Thanks for your feedback.

Em seg., 18 de mar. de 2024 às 11:53, Mark Michelson <mmichels@redhat.com>
escreveu:

> Hi Roberto,
>
> I have some concerns about this patch. Let's use the test case you added
> as an example network. Let's bind the vms and DGPs to hypervisors:
>
> * vm1 and lr1-ts1 are bound to hypervisor hv1
> * vm2 and lr1-ts2 are bound to hypervisor hv2
>
> Now imagine a packet arrives on lr1-ts1. The packet gets load balanced
> and sent to vm2. In this case, since lr1-ts1 is on hv1, the ct_lb_mark()
> action runs there, creating a conntrack entry on hv1. However, the
> packet eventually is tunneled to hv2 so that it can be output to vm2.
>
> Now vm2 replies to the packet.
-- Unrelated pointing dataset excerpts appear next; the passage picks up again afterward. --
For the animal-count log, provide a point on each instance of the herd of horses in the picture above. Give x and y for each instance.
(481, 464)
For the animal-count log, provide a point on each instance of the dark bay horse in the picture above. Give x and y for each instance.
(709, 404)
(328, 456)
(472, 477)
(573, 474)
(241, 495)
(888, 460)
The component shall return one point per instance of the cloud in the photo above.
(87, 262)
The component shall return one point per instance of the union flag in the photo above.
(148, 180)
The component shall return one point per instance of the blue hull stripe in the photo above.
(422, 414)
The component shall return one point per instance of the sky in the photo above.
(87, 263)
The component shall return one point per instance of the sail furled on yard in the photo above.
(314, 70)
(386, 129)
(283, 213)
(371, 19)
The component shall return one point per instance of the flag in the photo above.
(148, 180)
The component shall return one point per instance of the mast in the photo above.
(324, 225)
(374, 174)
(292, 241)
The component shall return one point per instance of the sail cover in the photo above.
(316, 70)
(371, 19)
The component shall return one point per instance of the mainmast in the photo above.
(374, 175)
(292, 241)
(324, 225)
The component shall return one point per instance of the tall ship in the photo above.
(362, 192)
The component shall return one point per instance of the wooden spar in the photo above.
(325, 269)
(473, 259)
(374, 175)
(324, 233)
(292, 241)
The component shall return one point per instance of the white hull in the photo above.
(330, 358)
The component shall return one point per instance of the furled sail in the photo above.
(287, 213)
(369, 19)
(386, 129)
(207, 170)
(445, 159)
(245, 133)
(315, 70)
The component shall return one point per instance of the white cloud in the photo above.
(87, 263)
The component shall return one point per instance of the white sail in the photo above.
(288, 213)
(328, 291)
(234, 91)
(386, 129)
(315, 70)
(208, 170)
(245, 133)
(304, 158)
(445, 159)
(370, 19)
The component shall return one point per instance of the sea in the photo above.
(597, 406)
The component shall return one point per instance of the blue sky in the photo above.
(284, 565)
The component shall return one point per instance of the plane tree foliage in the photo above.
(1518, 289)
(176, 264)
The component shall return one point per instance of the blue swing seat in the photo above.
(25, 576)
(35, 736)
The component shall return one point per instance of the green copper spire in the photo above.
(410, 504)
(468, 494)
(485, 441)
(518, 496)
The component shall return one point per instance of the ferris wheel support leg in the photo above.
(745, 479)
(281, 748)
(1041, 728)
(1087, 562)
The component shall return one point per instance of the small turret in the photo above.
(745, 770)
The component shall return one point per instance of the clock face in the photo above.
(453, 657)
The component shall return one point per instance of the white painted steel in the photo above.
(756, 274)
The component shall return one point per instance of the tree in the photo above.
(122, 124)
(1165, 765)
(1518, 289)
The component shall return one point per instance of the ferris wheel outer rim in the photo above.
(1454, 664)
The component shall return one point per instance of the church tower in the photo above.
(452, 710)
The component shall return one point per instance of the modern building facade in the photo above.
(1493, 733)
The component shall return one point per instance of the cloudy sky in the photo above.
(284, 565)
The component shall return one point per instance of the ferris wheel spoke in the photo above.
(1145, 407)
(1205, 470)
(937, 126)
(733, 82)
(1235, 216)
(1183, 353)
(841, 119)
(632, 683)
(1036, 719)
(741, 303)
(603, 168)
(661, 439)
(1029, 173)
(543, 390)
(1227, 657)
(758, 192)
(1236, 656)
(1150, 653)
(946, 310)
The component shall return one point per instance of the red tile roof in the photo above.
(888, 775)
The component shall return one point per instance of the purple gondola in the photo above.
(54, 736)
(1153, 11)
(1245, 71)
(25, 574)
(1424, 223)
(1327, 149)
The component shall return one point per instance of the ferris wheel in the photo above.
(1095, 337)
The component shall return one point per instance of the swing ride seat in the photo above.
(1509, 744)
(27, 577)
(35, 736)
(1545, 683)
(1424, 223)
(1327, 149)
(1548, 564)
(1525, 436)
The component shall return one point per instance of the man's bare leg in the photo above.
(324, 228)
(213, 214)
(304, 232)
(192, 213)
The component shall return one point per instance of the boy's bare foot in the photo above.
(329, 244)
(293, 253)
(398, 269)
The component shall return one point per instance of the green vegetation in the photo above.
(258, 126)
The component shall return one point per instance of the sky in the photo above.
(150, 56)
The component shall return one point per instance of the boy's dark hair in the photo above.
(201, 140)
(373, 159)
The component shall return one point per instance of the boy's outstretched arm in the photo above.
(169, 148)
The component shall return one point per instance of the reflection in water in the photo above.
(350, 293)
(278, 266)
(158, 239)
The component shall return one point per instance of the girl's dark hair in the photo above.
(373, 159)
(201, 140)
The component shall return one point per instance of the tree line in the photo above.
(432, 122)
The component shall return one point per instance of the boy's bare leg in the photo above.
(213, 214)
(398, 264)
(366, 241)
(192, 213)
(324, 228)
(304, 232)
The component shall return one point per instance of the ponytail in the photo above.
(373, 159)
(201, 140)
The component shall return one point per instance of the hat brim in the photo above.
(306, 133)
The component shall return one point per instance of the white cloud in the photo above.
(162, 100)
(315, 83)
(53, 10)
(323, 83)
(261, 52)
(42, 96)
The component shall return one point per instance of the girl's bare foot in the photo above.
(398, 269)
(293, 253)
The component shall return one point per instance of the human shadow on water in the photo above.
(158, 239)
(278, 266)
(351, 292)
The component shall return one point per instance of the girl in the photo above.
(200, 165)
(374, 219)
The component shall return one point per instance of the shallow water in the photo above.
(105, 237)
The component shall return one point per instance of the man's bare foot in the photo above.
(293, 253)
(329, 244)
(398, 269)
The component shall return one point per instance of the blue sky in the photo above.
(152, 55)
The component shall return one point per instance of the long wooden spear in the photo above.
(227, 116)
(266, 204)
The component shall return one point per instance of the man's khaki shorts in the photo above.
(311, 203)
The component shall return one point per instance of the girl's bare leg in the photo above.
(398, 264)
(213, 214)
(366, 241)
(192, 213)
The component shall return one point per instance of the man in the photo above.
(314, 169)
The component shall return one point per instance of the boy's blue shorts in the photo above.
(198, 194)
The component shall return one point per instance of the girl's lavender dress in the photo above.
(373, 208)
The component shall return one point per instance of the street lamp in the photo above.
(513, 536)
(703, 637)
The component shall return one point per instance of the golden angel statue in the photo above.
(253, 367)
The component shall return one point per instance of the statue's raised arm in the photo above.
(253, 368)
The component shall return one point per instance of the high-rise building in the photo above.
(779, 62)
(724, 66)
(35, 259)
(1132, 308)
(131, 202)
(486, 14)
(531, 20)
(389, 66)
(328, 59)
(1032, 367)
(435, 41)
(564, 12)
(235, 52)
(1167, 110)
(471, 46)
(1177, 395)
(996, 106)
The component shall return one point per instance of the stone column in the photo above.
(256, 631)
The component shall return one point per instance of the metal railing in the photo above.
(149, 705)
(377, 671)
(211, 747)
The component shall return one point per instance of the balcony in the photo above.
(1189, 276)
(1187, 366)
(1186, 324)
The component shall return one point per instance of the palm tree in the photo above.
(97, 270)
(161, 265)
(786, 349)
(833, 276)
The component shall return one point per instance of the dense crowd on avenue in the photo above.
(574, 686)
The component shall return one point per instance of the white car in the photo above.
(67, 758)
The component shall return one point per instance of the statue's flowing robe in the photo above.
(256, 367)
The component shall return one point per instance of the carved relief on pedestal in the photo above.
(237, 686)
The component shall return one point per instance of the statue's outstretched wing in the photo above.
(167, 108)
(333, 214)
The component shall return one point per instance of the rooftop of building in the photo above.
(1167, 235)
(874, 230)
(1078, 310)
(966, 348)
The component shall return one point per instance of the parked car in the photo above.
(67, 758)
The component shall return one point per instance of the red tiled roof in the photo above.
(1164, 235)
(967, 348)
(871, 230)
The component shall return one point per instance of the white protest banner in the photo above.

Is there anything that ensures that the
> reply from vm2 gets sent to hv1 for the egress pipeline of lr1? If so,
> then this should work fine since the packet will be unDNATted as
> expected on hv1. However, if the packet runs all of lr1's pipelines on
> hv2, then there is no conntrack entry present, and the attempt to unDNAT
> will not succeed. The packet will either be dropped because of invalid
> CT, or the packet will have an incorrect source IP and port. Either way,
> this isn't what is desired.
>

yep, you're right! that makes sense.
If the packet comes back with a chassis that does not have the related LB
contrack entry corresponding to the initial request, this will trigger a
miss in the pipeline.

I tried to disable ct tracking for lb by configuring the parameter on the
router, but I still wasn't successful. E.g.:
options:lb_force_snat_ip="172.16.200.201"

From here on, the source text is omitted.